Just for drill: How big are the stripers running? C2


----------



## reelthrill (Oct 3, 2007)

You can start catching the smaller stripers and hybrids now, but the bigger ones are more prevalent and active with much colder water. I use suspended rapalas early and late and even into the night hours. Live finger mullet is by far the best bait.


----------



## tips n tails (Mar 2, 2011)

redtracker, caught a good size one for this area awhile back. Ive caught them bream and menhaden before.


----------



## Fishermon (Oct 19, 2007)

great tips... 
Do i need to have a fresh water fishing license if I'm fishing escambia river up 87?...where is the line drawn btw...between salt and fresh water...


----------



## Redtracker (Dec 28, 2011)

Fishermon said:


> great tips...
> Do i need to have a fresh water fishing license if I'm fishing escambia river up 87?...where is the line drawn btw...between salt and fresh water...


You need a fresh water license to fish for Stripers.

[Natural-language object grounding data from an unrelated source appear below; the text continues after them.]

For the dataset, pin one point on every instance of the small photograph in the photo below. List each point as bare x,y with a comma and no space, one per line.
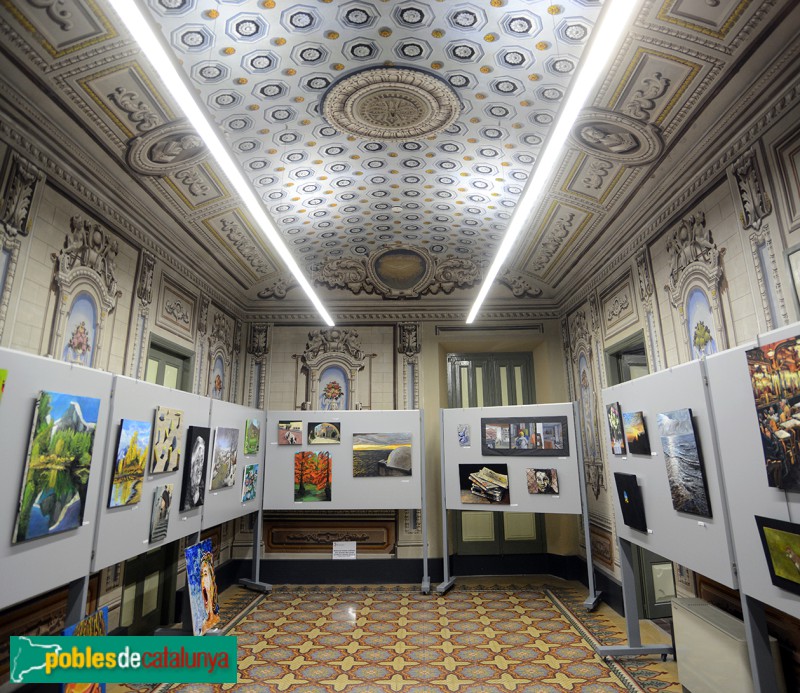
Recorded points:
464,436
614,415
542,481
484,484
290,432
324,433
635,433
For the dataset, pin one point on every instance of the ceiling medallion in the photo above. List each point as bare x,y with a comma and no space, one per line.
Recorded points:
391,103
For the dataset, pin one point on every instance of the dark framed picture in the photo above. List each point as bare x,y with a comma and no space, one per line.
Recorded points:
525,436
781,542
630,501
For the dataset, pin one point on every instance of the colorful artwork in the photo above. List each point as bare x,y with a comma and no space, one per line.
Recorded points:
130,462
781,542
249,481
464,436
542,481
223,468
80,331
635,433
193,490
685,471
159,518
312,476
775,379
484,484
252,436
381,454
325,433
290,432
202,586
531,436
167,435
57,466
630,501
614,416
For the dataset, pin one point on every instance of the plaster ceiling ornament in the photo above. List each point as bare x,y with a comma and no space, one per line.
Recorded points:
391,103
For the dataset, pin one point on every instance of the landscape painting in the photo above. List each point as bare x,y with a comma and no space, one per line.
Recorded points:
223,468
290,432
57,465
202,585
159,518
312,477
635,433
381,454
198,443
167,435
685,471
130,462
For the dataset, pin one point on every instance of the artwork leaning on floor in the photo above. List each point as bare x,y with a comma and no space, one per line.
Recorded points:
685,470
525,436
57,465
781,542
130,462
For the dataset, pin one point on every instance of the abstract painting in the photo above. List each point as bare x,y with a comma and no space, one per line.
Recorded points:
130,462
159,518
198,443
630,501
167,435
252,436
775,379
223,468
57,465
324,433
542,481
290,432
781,542
312,477
202,586
635,433
614,416
531,436
685,470
249,481
381,454
484,484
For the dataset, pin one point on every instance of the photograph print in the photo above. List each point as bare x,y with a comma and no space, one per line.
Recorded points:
381,454
614,416
635,433
130,462
193,490
57,465
685,470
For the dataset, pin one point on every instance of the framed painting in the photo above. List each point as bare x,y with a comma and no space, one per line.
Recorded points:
685,470
525,436
130,462
57,465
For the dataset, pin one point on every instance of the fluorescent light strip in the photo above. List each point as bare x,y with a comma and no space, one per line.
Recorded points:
162,63
603,44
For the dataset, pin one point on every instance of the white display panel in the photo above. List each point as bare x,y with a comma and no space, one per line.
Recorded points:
749,493
700,543
568,500
124,532
226,503
347,492
38,565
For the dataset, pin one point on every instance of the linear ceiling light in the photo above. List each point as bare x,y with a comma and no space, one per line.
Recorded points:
613,23
162,63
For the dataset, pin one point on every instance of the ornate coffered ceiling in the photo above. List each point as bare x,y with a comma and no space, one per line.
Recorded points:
389,140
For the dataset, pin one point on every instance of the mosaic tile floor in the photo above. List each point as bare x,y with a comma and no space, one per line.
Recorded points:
474,639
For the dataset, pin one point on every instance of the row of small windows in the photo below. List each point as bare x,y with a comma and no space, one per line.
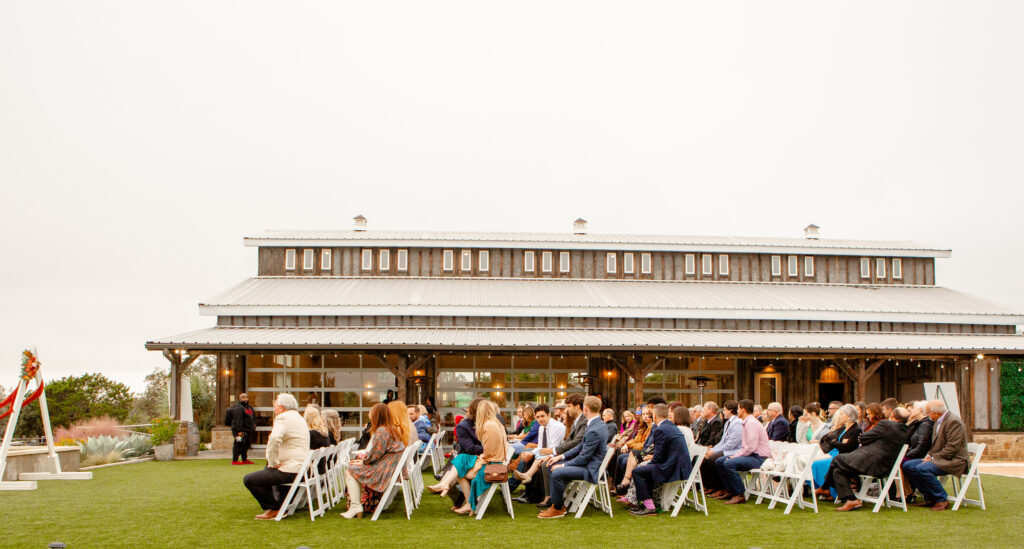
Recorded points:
611,262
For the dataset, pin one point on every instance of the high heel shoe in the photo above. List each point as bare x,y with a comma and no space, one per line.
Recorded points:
354,511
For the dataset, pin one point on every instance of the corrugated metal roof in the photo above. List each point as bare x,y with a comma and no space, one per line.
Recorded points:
596,339
598,298
593,242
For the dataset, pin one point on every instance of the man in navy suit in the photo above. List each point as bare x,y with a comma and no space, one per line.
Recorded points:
671,462
582,462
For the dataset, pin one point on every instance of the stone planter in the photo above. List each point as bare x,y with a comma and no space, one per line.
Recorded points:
164,452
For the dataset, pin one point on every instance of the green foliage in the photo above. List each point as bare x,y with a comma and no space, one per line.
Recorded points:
74,398
1012,392
163,430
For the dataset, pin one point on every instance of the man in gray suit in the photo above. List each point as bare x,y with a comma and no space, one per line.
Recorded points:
571,440
947,456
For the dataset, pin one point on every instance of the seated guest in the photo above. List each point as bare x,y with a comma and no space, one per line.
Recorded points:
670,462
731,439
468,448
367,477
919,439
710,432
574,417
581,463
777,428
796,411
333,421
491,431
843,438
608,416
876,456
754,450
286,451
551,435
810,428
946,456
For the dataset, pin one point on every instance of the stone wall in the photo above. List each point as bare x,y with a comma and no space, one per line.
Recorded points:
1001,446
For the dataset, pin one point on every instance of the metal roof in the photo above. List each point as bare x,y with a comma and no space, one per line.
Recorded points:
594,339
594,242
601,298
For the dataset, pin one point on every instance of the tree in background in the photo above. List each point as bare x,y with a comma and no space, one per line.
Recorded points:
74,398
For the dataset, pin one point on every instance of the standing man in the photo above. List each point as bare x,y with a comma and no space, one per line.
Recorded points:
581,463
241,418
777,427
286,450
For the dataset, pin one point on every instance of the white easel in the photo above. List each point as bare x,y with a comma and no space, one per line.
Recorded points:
28,480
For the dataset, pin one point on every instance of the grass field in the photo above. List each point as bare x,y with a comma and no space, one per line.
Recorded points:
204,504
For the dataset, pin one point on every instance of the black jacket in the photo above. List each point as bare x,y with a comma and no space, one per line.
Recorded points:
919,438
711,432
879,449
241,418
849,441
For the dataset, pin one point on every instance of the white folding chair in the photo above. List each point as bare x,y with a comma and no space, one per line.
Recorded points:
791,481
306,480
396,482
581,492
961,483
481,506
676,495
883,486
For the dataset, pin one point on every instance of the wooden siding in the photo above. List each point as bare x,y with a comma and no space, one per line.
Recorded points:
591,264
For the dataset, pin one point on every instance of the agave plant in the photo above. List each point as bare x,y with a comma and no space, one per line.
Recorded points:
134,447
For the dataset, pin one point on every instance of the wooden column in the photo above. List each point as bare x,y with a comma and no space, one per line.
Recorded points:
859,370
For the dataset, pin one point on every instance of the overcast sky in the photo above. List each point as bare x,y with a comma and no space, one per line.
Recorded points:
140,141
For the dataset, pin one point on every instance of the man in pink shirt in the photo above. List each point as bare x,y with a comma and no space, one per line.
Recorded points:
753,452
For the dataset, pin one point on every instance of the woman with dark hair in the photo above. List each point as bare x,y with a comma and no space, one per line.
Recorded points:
368,475
796,411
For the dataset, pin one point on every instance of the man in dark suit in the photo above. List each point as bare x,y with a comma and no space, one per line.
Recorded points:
580,463
878,452
711,430
778,427
947,456
671,462
572,439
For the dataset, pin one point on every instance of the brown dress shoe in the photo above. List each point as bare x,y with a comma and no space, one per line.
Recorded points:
551,512
850,505
269,514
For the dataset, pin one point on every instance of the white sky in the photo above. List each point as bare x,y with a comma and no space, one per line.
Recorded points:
139,141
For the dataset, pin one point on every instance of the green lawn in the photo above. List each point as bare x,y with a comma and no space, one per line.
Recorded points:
204,504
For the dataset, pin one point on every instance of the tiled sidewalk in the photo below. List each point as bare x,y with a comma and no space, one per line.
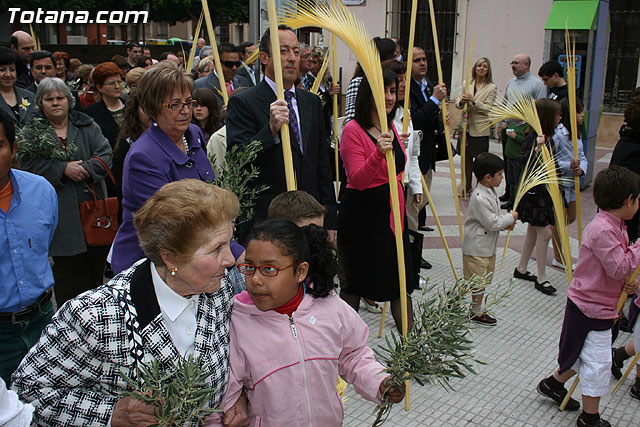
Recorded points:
520,351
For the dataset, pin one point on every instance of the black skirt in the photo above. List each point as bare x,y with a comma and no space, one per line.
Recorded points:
536,207
367,246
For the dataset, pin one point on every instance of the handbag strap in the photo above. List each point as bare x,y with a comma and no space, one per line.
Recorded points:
104,165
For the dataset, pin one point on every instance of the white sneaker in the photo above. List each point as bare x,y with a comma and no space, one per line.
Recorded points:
560,265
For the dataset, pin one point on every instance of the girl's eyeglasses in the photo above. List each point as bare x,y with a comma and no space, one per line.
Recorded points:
265,270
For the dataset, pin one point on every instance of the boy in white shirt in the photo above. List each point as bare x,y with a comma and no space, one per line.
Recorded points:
481,229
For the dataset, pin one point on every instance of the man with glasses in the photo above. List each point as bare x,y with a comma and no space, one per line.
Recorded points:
22,43
230,59
425,115
42,65
255,115
526,83
133,53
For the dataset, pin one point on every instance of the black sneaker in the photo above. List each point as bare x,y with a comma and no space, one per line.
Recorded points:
601,423
616,365
524,276
557,396
635,390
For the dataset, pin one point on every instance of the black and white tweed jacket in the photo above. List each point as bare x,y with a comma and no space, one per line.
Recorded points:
72,375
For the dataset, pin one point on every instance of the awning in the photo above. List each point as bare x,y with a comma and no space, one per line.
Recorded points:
582,15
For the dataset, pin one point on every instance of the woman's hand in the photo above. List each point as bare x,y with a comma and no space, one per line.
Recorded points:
237,415
631,288
131,412
75,172
404,139
385,142
392,393
575,167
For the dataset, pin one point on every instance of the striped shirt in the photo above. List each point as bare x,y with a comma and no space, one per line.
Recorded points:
604,262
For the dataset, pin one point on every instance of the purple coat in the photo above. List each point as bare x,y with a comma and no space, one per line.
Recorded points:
153,161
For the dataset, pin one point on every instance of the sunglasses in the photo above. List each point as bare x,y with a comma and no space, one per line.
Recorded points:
231,64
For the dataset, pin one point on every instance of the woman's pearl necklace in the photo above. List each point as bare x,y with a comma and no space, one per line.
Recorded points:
186,145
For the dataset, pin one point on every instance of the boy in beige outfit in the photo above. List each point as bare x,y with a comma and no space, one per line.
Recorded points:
481,229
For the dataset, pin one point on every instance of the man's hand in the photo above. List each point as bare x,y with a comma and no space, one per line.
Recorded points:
75,172
131,412
279,114
440,91
237,415
392,393
631,288
575,167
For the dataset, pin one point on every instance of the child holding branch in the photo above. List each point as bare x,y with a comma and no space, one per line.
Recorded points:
604,262
481,229
291,335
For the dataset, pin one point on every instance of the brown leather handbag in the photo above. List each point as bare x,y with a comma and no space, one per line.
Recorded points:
100,217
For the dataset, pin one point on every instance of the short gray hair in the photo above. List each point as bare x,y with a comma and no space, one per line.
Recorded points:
54,84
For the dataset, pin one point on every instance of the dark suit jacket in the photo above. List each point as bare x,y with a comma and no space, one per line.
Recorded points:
212,82
244,73
425,117
103,117
25,112
248,120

Forget about a line drawn. Same for speckled trout and reds you need saltwater no mater how far up river they go.


----------



## oxbeast1210 (Jun 21, 2010)

Redtracker said:


> You need a fresh water license to fish for Stripers. Forget about a line drawn. Same for speckled trout and reds you need saltwater no mater how far up river they go.


Yep Its based on the type of fish (striper is freshwater )not really where it was caught I always get the combo .


----------



## skiff89_jr (Apr 1, 2011)

A buddy caught these back around the end of June in the choctawhatchee. They were 35lb and 28lb.


----------



## CatHunter (Dec 31, 2008)

skiff89_jr said:


> A buddy caught these back around the end of June in the choctawhatchee. They were 35lb and 28lb.


them are some nice Florida stripers, I don't think old Escambia can poop fish like that


----------



## Charlie2 (Oct 2, 2007)

CatHunter said:


> them are some nice Florida stripers, I don't think old Escambia can poop fish like that


I have seen fish of about the same size caught in both the Escambia and Perdido Rivers. C2


----------



## skiff89_jr (Apr 1, 2011)

Those fish were released so they could be a record in a few years.


----------



## jcoss15 (Oct 11, 2010)

skiff89_jr said:


> Those fish were released so they could be a record in a few years.


Did he catch those at the mouth a of choctawahatchee?


----------



## Redtracker (Dec 28, 2011)

skiff89_jr said:


> A buddy caught these back around the end of June in the choctawhatchee. They were 35lb and 28lb.


Emerson nice'uns


----------



## skiff89_jr (Apr 1, 2011)

jcoss15 said:


> Did he catch those at the mouth a of choctawahatchee?


Nope. Actually no where near the bay to be honest.


----------



## Charlie2 (Oct 2, 2007)

skiff89_jr said:


> Nope. Actually no where near the bay to be honest.


The BIG! Stripers that I've seen caught were caught in the deep, well-oxygenated holes well up the River(s).

Most of them caught in the Deltas were a tad smaller, but probably just coincidental. JMHO C2


----------